Les projets de gazoducs en Afrique du Nord et de l’Ouest suscitent un intérêt grandissant, promettant de redessiner la carte énergétique et économique de la région. Ces infrastructures colossales, reliant les gisements gaziers aux centres de consommation, ont le potentiel de stimuler le développement industriel, de générer des emplois et d’améliorer l’accès à l’énergie pour des millions de personnes. Au-delà des retombées économiques directes, ces projets peuvent catalyser l’intégration régionale, favoriser les transferts de technologie et attirer des investissements étrangers substantiels.
Une course diplomatique et technique
Le Maroc et le Nigeria intensifient leurs efforts pour concrétiser le projet de gazoduc africain atlantique. Cette infrastructure titanesque, estimée à 25 milliards de dollars, s’étendra sur 5 600 kilomètres, reliant le Nigeria au Maroc en traversant 13 pays ouest-africains. Avec une capacité annuelle de 30 milliards de mètres cubes, ce gazoduc ambitionne de révolutionner l’approvisionnement énergétique de la région.
Récemment, Rabat a accueilli une série de réunions cruciales, rassemblant les représentants des pays concernés et de la Communauté économique des États de l’Afrique de l’Ouest (CEDEAO). Ces rencontres ont permis des avancées significatives : finalisation des études d’avant-projet détaillées, présentation des évaluations environnementales et sociales, et progrès dans l’élaboration des accords intergouvernementaux.
La participation active de pays comme la Mauritanie, le Sénégal et la Côte d’Ivoire témoigne de l’engouement régional pour ce projet. L’implication d’acteurs marocains clés, tels que l’Office national de l’électricité et l’OCP, suggère une vision intégrée, associant potentiellement le gazoduc au développement des énergies renouvelables.
L’Algérie contre-attaque
Face à l’avancée du projet marocain, l’Algérie redouble d’efforts pour relancer son propre projet de gazoduc transsaharien. Le ministre algérien de l’Énergie, Mohamed Arkab, s’est rendu à Niamey pour rencontrer son homologue nigérien, Mahaman Moustapha Barké Bako. Cette visite vise à raviver les relations bilatérales et à remettre sur les rails le projet de gazoduc Nigéria-Niger-Algérie.
Les discussions ont porté sur la coopération dans le secteur des hydrocarbures et l’activité de Sonatrach, la compagnie nationale algérienne, au Niger. Les deux ministres ont convenu de poursuivre les réunions de coordination pour examiner les aspects du projet transsaharien, démontrant la détermination d’Alger à ne pas laisser le champ libre à son rival marocain.

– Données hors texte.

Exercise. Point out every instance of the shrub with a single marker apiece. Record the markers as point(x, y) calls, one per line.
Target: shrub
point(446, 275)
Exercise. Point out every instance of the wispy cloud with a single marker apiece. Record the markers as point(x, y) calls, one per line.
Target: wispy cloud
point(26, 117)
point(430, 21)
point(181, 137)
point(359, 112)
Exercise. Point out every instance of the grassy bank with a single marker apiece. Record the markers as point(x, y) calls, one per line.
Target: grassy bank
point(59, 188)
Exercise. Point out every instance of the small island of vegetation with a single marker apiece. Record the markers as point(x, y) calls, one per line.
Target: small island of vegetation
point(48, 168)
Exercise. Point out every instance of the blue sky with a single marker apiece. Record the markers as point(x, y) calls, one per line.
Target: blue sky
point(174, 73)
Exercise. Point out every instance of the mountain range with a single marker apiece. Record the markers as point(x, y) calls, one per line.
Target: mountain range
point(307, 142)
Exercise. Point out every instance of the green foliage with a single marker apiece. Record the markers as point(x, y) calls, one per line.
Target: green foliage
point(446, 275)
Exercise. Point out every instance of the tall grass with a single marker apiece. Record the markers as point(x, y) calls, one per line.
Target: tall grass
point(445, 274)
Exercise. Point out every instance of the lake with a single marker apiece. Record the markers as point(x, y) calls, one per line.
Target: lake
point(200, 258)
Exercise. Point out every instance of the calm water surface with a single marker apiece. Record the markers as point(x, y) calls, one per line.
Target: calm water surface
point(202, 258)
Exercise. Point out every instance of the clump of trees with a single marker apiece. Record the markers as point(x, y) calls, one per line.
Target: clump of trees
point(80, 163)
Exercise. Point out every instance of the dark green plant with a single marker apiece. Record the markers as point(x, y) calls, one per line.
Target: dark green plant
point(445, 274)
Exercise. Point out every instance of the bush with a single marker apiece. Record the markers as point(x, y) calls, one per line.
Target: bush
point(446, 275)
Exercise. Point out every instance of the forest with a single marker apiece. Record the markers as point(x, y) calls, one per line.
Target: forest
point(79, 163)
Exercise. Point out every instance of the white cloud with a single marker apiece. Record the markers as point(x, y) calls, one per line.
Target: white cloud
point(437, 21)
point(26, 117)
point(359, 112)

Enjeux géopolitiques et économiques
Ces projets de gazoducs dépassent largement le cadre énergétique pour s’inscrire dans une compétition d’influence régionale. Pour le Maroc comme pour l’Algérie, il s’agit de renforcer leur position en Afrique subsaharienne et de s’imposer comme interlocuteurs privilégiés de l’Europe sur les questions énergétiques.
Le gazoduc Maroc-Nigeria, en particulier, est présenté comme un vecteur d’intégration économique entre les pays concernés. Leila Benali, ministre marocaine de la Transition énergétique, souligne son potentiel de « facteur stimulant pour le développement régional ». La connexion prévue au Gazoduc Maghreb-Europe et au réseau gazier européen ouvre des perspectives d’exportation vers le marché européen, renforçant l’attractivité du projet.
Cependant, ces ambitions se heurtent à des réalités géopolitiques complexes. Le récent coup d’État au Niger complique la donne pour le projet algérien, tandis que le projet marocain doit composer avec les tensions régionales et les défis logistiques inhérents à un tracé aussi étendu.
La concrétisation de ces gazoducs pourrait remodeler profondément les équilibres énergétiques et diplomatiques en Afrique du Nord et de l’Ouest. Au-delà de la compétition entre le Maroc et l’Algérie, c’est l’avenir énergétique et économique de toute une région qui se dessine, avec des implications potentielles sur les relations euro-africaines et le développement durable du continent.